When asked, most people will probably characterize polygamy as a relic of the past. After all, it was outlawed in the United States way back in the mid-1800s. How could it possibly still be happening?
Contrary to popular understanding, polygamy lives on in the United States.
The unique family arrangement, while largely forbidden, has long existed in secret primarily confined to remote communes in places like the rural Southwest.
However, the tide may finally be starting to turn, as deeply-rooted polygamist communities have begun to dissolve.
Polygamy in the United States
Here in America, the practice of having multiple wives has long since been banned by the Church of Latter Day Saints (LDS). However, it has maintained a foothold in fundamentalist Mormon communities.
These fundamentalists commonly refer to plural marriage as "living the principle" a traditional Mormon belief that men must "seal" as many souls to themselves as possible to be successful in the afterlife, known as the "celestial kingdom." To do so, they endeavor to marry multiple women and father a large number of children with each woman.
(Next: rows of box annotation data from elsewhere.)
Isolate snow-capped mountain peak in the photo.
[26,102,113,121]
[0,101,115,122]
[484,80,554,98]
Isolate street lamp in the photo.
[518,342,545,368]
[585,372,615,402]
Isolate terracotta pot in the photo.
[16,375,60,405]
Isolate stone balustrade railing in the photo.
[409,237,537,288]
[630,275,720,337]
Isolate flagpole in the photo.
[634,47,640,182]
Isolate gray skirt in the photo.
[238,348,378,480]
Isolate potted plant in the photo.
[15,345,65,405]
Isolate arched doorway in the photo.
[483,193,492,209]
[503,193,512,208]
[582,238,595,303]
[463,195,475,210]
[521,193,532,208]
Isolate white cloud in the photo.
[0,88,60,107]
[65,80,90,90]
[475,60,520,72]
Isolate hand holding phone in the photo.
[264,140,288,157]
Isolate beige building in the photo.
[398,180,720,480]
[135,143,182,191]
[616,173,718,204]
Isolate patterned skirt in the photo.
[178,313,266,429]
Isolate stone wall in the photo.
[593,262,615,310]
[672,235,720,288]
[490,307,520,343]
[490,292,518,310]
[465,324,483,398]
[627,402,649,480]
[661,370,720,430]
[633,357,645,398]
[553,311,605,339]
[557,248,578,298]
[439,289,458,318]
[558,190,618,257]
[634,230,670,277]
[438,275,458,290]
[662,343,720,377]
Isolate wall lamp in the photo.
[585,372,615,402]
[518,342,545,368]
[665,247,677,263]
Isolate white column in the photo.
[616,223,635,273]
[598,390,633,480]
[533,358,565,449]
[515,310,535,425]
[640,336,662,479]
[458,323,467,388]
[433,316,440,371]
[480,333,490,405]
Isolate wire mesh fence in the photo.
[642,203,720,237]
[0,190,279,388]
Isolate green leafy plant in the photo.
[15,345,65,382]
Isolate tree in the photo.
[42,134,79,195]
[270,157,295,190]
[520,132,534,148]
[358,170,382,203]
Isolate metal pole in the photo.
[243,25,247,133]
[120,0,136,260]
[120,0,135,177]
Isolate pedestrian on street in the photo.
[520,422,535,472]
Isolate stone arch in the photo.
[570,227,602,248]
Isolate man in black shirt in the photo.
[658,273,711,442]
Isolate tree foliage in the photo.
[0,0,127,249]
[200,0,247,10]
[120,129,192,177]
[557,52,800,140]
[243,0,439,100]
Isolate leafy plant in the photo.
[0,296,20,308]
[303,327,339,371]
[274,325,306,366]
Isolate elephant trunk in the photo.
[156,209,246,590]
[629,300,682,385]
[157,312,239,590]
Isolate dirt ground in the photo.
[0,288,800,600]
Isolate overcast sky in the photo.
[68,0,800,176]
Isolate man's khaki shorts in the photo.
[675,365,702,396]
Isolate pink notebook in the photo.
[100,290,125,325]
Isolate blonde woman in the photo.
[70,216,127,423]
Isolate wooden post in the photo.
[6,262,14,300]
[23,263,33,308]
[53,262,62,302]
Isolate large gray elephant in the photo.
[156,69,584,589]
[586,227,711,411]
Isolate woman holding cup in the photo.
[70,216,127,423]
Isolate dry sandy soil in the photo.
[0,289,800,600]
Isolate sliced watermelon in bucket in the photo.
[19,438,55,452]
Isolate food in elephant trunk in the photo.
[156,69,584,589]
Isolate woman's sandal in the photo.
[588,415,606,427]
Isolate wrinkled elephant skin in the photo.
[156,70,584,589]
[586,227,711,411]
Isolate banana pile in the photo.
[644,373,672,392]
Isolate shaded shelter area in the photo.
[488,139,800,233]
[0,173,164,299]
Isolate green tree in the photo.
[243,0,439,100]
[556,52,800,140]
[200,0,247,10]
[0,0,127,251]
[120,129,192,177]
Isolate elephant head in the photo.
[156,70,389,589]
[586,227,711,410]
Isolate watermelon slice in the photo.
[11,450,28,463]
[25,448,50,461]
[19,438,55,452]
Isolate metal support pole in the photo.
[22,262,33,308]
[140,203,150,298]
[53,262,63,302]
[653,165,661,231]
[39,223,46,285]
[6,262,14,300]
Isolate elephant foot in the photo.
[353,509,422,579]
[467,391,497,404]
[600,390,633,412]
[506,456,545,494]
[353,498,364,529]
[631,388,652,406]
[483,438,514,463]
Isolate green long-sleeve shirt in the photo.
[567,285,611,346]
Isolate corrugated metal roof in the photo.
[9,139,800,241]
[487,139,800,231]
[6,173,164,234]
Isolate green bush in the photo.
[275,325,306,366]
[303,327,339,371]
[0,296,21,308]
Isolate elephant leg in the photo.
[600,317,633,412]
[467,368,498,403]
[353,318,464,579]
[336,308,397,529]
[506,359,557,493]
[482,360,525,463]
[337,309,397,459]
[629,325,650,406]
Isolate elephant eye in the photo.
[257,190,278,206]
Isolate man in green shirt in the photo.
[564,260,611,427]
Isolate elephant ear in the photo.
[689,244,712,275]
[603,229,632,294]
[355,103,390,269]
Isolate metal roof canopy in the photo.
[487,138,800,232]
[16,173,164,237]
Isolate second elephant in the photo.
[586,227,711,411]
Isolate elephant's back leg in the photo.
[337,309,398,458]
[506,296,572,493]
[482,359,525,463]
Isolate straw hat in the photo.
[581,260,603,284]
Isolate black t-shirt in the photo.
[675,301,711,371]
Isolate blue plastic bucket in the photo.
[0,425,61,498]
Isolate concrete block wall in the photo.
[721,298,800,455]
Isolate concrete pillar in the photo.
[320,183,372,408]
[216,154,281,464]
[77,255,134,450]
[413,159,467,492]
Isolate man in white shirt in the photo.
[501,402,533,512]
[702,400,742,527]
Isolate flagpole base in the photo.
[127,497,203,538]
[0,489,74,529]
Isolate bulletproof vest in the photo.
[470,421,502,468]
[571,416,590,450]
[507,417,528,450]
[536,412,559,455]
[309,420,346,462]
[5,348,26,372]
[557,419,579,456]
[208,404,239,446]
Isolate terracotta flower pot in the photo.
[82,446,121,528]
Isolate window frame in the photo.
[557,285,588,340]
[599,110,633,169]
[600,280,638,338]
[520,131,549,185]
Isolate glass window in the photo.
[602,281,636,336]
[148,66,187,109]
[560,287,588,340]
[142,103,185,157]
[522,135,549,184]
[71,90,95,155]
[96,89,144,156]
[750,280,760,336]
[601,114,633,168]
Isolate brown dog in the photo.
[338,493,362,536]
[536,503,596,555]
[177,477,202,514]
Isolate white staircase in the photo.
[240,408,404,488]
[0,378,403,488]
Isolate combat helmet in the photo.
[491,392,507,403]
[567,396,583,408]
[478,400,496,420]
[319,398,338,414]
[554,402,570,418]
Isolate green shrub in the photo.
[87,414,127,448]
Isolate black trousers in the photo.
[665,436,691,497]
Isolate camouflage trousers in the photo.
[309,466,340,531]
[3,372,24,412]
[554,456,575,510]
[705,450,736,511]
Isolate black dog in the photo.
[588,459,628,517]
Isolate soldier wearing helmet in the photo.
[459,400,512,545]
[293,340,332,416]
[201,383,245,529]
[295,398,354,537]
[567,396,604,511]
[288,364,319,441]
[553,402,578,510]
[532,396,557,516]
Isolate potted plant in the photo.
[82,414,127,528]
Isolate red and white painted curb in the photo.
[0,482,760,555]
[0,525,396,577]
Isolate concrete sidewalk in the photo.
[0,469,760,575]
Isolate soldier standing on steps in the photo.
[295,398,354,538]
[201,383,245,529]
Despite the church leadership turning its back on this teaching, off-shoot Mormon sects continued to practice polygamy in secluded communes.
A Predatory Problem
Although authorities were aware of these communes, a "live and let live" attitude was adopted. If multiple women wanted to share a husband and raise a large family together, were they really hurting anybody?
However, a glaring issue began to arise in this system: child marriage. The desire to grow their families led older men to marry younger and younger women in the commune. Disturbing reports began escaping about girls -- some as young as 12 or 13 years old being married off to men in their 80s.
One of the most notorious of these places is a town called Hildale, Utah. The town's former leader, Warren Jeffs, has since been arrested and sent to prison on felony charges of child sexual assault.
After years under the grip of fundamentalism, Hildale is now in a period of transition the FLDS influence waning and more "outsiders" are moving in. In fact, the town just recently elected its first ex-FLDS mayor.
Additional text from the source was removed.